My friend Janet looked out of my living room window. ‘Who is that?’ she asked.
I went to look. ‘He lives here,’ I said.
‘He lives here...in Bridge Street?’ Janet asked.
‘Yes,’ I said. ‘At number three, next door to me. He’s my new neighbour.’
Janet smiled. ‘He’s very tall,’ she said. ‘And I like his black hair.’
‘Janet,’ I said. ‘Come away from the window.’ I didn’t want my new neighbour to see us.
She turned to me.
‘It’s OK,’ she said. ‘I’m just looking. I don’t want a new man. I’ve got David.’
David is Janet’s boyfriend.
‘I’m only thinking of you,’ she said. ‘You need a new boyfriend. What’s your neighbour’s job?’ she asked me.
‘I don’t know,’ I said.
‘Well, how old is he?’
I looked at her. ‘I don’t know, Janet,’ I said.
‘Has he got a girlfriend?’
‘Janet,’ I said. ‘I don’t know anything about him. I saw him yesterday and we said “hello”. That’s all.’
Janet always wanted me to go out and meet new men.
‘You need to go out, Stella,’ she often told me. ‘You need to meet new people. New men.’
But I didn’t want to meet new men, and I didn’t want a boyfriend. I knew boyfriends didn’t always make you happy. My last boyfriend, James, didn’t
make me happy.
Janet looked at me. ‘You’re thinking about James,’ she said. Janet often knows what I’m thinking. ‘Don’t think about him,’ she said. ‘He wasn’t any good for you. But you mustn’t think all men are bad. Your neighbour looks nice.’
‘Stop talking about him!’ I told her. And we laughed.
Janet left my house at about six o’clock, and I went up to change for my tennis class. My neighbor was out in his garden. It was August and there were lots of flowers in all the gardens. The flowers in the garden at number three were yellow, red, orange and pink. Happy colours. But my neighbour didn’t look happy.
‘You’re sad,’ I thought as I looked down at him.
‘Why? Why are you sad?’ Then he looked up, and I came away from the window quickly.
I saw my neighbour again the next morning, in the street.
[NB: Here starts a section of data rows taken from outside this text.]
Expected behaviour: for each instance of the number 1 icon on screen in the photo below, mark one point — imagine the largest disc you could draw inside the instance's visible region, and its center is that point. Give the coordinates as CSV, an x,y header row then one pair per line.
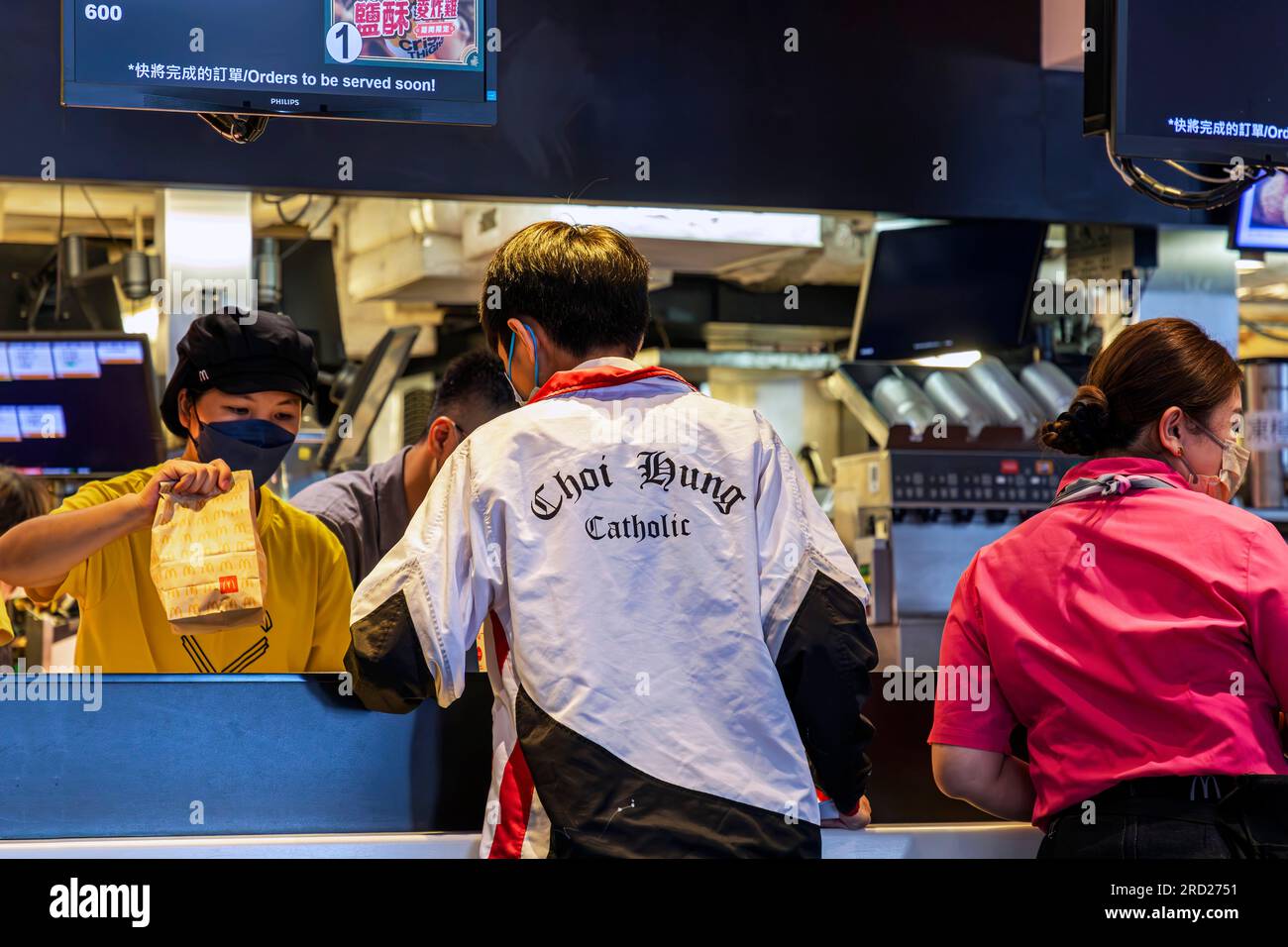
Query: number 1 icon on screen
x,y
344,43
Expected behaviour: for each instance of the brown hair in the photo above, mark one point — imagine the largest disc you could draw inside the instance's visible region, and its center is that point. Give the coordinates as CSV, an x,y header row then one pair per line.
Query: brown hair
x,y
585,285
1147,368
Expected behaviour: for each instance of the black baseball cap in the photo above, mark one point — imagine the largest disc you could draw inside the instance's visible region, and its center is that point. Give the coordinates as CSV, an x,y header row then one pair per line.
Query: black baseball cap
x,y
241,355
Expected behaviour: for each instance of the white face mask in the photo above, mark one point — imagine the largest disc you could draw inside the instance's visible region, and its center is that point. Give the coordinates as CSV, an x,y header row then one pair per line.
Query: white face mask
x,y
1234,464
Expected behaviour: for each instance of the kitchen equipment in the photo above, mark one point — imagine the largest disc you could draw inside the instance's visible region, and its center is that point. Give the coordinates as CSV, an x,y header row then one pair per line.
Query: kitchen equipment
x,y
1006,395
902,401
1050,386
960,402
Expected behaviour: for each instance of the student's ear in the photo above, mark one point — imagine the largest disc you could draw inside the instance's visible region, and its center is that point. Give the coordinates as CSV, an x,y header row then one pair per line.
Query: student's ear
x,y
442,436
523,337
1170,431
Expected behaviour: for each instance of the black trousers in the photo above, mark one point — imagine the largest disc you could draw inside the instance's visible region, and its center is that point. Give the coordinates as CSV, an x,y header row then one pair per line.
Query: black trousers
x,y
1176,817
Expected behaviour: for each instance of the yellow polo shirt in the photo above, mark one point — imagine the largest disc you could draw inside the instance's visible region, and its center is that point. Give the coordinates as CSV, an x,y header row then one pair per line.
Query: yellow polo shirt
x,y
124,630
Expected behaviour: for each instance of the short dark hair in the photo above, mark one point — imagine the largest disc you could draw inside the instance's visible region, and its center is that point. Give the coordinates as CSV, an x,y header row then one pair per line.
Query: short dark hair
x,y
585,285
21,499
473,389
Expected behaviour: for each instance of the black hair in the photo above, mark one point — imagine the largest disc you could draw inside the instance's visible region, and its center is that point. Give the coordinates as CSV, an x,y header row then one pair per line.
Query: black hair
x,y
21,499
475,386
585,285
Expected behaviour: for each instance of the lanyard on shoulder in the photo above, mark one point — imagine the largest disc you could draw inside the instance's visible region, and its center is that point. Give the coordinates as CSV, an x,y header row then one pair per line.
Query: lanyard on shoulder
x,y
1108,484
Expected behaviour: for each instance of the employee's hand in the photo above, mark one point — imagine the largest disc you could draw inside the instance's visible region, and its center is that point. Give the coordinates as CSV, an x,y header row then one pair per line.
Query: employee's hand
x,y
859,819
189,479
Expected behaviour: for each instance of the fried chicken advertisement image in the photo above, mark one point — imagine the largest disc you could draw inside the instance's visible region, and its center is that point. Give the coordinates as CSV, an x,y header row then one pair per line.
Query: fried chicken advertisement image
x,y
433,33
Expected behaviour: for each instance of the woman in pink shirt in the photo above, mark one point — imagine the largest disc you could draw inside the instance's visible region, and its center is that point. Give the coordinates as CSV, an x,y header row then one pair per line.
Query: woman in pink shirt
x,y
1137,628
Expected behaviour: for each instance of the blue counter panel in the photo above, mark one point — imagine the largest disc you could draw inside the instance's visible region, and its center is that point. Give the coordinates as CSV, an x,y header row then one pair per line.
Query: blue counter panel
x,y
174,755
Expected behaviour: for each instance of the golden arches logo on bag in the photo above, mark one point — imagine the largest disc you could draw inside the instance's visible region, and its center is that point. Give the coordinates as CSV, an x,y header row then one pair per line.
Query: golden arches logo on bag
x,y
226,586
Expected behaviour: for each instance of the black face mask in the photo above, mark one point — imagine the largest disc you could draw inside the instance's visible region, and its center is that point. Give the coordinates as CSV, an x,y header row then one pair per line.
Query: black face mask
x,y
253,445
He looked tired.
‘Hello,’ I said. ‘It’s a beautiful day.’
‘Yes,’ he said. ‘It’s hot again. Too hot for work.’ Then he smiled at me. ‘My name’s Tony,’ he said. ‘Tony Bryant.’
I took his hand. ‘Hello, Tony,’ I said. ‘I’m Stella. Stella Greenwood.’
‘Good to meet you, Stella,’ he said.
I didn’t see Tony the next day, or the day after that. Then, on the Friday morning I heard him on the phone next door. The houses in Bridge Street are small and you can sometimes hear people speaking. And I heard everything that Tony Bryant said that morning. He was very angry.
‘You can’t do this, Kathy!’ he said. ‘You can’t do this to me again! I want to see her. Please, Kathy. Don’t do this!’
I sat at my breakfast table and listened.